Kao San road ended for me while struggling my way through the spiciest salad in Bangkok. Someone was supposed to come pick me up from the guesthouse, to take me to the bus headed for Singapore. A shifty-looking boy came inside, and asked where we were going. I said Singapore. He motioned for me to follow him. I took my backpack, hugged Jen and Dimple goodbye (who, at that stage, had no idea whether or not they were going to see me again, ever) and followed him. We headed through restaurants and boxing rings with primary school boys lifting weights, through dodgy alleys and past sleeping dogs. And finally, a busstop. Which is the point from where I sojourned, until I met up with Hernes 42 hours and 2 countries later.
Fuyu Yasumi (finally..)
Wednesday, January 10, 2007
In all fairness
Here are two highlights:
1) I bought some durian candy in Kuala Lumpur. Now, for those unfamiliar with the natural charms of Durian, it is said to smell like a good dose of vagina, and any respectable train, bus or hotel in Southern SE Asia will have a sign like this one:
Yah. It stinks.
So, rubbing my sweaty palms together in grinning glee, I bought three packs of durian candy and lugged it around for 2 weeks, all for the simple pleasure of seeing my school kids vomit in class.
I was not disappointed.
When I cracked open the bag in the san-nensei class, they ran to open the windows. Half of them dared to eat it, and started gag-reflexes while desperately clawing the air. My team-teaching partner wanted to fold over laughing, but he was too busy trying to get his vision back after taking his first bite of chewy durian. It was like the atom bomb had been dropped again. Only this time it smelled like gasoline (they said) and tasted like green onions. And they call it a fruit.

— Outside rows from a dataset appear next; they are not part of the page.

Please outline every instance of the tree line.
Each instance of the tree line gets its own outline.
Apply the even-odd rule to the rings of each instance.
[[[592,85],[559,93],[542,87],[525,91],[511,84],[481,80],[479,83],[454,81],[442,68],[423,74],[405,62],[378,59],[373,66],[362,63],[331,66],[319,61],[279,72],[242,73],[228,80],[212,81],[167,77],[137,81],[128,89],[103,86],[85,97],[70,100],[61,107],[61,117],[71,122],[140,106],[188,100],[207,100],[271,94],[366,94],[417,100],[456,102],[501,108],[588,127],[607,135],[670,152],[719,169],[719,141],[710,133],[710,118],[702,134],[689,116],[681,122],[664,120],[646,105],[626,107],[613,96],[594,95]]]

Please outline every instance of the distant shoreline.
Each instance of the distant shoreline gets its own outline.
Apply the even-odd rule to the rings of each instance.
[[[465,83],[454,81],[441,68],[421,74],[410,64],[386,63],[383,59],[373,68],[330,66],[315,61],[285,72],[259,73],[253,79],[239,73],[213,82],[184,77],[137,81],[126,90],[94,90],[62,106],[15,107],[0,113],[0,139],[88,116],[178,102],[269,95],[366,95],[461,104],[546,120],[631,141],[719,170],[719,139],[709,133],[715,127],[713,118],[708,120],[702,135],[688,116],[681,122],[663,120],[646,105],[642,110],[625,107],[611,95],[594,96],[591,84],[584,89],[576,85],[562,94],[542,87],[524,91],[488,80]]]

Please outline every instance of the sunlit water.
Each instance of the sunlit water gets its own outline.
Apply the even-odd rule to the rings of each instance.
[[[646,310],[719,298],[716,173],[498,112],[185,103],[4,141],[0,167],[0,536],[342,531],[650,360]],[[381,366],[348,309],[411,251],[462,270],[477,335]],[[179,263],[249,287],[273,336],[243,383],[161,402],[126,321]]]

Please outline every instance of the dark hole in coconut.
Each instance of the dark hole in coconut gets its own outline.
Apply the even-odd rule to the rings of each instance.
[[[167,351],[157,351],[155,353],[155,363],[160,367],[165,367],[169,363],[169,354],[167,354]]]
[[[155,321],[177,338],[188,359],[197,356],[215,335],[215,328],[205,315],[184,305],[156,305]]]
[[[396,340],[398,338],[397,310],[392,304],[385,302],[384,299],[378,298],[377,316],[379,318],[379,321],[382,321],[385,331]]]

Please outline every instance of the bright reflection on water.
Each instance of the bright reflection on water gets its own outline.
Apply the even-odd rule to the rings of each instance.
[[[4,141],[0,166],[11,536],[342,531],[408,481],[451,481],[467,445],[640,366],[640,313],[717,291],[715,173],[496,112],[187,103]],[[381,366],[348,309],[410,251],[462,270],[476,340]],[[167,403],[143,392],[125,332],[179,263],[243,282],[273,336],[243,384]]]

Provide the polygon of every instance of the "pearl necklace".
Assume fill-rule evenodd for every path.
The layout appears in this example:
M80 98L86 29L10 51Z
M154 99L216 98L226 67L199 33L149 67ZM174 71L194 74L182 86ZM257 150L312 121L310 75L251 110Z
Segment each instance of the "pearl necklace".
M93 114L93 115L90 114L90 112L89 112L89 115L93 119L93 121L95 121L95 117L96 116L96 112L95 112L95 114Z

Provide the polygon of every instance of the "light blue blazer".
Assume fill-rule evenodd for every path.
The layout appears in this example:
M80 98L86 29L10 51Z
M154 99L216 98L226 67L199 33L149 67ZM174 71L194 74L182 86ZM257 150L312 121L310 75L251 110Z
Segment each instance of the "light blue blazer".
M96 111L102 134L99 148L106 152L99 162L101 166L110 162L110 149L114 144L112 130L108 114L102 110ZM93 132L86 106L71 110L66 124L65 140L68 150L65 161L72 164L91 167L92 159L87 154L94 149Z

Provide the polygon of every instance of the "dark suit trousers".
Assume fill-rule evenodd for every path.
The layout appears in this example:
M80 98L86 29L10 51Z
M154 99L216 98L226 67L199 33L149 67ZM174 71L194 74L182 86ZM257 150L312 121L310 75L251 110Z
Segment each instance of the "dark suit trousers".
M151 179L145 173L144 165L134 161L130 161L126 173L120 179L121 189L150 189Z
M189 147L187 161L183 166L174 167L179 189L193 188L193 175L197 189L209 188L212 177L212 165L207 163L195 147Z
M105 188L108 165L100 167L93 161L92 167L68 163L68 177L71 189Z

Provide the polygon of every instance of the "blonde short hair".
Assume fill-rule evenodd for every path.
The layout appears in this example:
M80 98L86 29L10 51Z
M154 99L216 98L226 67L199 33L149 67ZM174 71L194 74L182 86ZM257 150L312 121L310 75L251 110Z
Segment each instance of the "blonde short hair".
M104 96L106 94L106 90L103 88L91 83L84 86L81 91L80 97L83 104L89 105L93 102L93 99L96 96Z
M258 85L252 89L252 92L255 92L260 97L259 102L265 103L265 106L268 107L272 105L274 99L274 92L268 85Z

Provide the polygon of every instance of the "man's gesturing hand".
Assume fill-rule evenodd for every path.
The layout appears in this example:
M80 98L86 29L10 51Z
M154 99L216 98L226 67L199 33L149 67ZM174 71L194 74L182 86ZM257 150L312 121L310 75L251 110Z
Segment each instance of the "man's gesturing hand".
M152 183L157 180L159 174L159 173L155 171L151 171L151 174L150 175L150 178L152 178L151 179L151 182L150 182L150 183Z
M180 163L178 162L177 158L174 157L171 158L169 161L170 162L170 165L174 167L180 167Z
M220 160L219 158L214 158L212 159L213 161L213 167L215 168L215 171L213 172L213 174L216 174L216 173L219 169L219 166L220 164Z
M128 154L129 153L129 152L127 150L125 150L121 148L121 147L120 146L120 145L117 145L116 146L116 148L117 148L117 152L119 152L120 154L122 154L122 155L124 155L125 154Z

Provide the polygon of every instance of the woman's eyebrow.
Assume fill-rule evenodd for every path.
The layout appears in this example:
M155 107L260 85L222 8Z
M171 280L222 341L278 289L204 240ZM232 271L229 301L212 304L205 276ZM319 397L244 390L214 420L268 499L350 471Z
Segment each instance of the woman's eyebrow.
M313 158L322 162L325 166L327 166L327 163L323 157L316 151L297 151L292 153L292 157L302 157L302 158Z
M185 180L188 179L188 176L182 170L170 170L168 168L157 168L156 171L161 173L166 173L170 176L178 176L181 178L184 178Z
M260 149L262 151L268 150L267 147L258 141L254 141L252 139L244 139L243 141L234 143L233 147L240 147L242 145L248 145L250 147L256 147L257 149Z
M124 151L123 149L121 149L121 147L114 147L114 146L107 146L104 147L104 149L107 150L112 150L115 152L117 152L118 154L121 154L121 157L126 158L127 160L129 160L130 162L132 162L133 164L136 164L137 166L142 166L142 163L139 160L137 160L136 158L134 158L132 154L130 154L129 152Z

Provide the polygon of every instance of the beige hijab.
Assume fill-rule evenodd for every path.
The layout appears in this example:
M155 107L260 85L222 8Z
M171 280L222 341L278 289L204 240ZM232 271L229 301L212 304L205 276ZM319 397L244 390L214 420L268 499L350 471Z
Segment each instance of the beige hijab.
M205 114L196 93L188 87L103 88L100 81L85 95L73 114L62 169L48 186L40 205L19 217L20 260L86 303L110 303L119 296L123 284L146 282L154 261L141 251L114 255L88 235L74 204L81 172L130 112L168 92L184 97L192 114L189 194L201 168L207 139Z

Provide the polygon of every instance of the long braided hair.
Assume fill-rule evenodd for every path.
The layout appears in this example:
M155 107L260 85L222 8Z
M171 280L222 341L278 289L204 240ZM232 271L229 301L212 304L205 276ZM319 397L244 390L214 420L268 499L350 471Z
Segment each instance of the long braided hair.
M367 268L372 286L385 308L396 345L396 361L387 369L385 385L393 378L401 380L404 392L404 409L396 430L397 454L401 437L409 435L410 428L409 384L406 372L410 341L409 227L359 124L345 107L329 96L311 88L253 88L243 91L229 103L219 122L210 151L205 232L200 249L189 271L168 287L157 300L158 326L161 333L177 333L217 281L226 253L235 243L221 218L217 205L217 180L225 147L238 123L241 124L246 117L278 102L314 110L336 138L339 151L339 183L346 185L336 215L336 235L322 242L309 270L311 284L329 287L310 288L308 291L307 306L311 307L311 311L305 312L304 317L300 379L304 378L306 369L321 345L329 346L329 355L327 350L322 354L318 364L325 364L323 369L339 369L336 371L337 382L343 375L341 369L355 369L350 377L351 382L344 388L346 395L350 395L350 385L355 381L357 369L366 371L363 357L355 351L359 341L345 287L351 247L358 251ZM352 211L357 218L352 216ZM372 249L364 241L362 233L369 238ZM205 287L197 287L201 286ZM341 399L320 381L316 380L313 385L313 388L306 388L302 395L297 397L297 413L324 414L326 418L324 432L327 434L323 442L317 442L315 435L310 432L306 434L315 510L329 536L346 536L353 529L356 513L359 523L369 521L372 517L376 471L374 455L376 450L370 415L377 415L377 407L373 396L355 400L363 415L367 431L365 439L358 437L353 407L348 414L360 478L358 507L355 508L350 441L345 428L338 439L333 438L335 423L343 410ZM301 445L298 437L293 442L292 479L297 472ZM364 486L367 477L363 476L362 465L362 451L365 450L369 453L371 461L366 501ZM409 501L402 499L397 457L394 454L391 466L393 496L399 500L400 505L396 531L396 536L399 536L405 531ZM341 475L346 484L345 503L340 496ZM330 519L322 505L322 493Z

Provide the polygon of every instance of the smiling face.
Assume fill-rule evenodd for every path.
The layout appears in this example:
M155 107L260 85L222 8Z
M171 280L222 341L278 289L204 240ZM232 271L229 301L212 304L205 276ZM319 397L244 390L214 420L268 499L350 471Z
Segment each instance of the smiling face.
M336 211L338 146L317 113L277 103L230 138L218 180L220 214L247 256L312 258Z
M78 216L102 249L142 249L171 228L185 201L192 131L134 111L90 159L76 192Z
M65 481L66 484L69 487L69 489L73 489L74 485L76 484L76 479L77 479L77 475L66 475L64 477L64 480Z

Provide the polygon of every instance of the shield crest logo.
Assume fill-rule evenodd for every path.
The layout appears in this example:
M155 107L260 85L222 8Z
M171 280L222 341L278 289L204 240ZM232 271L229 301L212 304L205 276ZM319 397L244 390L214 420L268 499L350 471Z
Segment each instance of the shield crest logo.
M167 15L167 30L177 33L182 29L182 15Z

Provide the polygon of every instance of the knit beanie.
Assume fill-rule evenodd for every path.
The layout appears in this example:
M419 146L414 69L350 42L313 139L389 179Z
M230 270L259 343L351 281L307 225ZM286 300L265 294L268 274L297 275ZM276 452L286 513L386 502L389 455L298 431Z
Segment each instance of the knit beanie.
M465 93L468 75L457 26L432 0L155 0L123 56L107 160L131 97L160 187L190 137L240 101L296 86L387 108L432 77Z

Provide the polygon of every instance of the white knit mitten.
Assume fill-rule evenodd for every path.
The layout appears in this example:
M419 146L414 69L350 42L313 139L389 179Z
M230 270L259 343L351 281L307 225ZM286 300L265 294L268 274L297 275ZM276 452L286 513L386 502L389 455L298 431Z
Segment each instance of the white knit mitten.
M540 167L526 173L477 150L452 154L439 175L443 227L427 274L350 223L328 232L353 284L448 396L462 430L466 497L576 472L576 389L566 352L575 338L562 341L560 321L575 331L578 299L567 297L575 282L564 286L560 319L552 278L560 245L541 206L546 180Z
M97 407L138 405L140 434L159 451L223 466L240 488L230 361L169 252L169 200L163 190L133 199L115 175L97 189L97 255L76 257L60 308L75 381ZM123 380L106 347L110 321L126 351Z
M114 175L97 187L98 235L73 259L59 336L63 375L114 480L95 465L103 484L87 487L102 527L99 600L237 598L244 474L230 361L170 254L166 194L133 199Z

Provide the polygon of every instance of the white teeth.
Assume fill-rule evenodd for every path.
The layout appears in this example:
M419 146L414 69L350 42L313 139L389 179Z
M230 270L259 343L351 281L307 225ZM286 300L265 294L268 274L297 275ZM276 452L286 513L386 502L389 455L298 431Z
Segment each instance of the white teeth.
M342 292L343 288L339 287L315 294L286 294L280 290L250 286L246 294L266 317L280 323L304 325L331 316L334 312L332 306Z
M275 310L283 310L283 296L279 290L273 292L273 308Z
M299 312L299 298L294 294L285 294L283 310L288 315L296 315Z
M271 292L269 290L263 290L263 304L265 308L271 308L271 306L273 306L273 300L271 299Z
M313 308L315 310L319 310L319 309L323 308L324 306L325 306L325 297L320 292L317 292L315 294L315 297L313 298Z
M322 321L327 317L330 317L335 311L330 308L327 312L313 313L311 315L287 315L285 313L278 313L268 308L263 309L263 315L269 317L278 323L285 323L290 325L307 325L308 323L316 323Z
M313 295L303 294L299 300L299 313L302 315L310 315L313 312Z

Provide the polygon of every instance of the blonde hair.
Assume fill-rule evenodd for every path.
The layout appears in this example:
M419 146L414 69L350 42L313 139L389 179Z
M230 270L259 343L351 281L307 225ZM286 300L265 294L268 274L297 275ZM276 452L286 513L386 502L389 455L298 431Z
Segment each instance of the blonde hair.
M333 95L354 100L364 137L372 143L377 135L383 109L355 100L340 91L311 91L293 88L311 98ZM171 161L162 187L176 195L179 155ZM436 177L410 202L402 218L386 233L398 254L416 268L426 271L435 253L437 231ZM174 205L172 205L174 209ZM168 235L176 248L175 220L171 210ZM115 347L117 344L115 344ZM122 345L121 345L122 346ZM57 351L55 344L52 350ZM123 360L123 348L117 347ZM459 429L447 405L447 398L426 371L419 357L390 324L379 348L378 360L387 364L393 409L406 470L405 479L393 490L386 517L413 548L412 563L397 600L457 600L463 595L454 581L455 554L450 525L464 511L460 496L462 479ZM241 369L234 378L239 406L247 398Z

PS - my team-teacher refrained from eating any more candy during the next 2 classes, and said he wished he had a camera with which to capture the other classes' obvious pain when they too were introduced to Durian.
2) I was trying to explain "New Years Resolutions" to 2 other teachers, failing horribly because I could not remember the English ("voornemens".. what the hell.. English.. uhh..). Trying to corss-reference from a Japanese word that they gave me (houfu), I flipped through my pocket dictionary and
there I spotted my memory card
The memory card that I thought I had crumpled up and threwn into Koh Tao's garbage
The memory card from the dead camera that I fed to the sea on New Years
The memory card that contains all my memory reminders up to 23h39 on the 31st of December 2006.
My trip to Thailand/Malaysia/Singapore has been resurrected. Brilliant.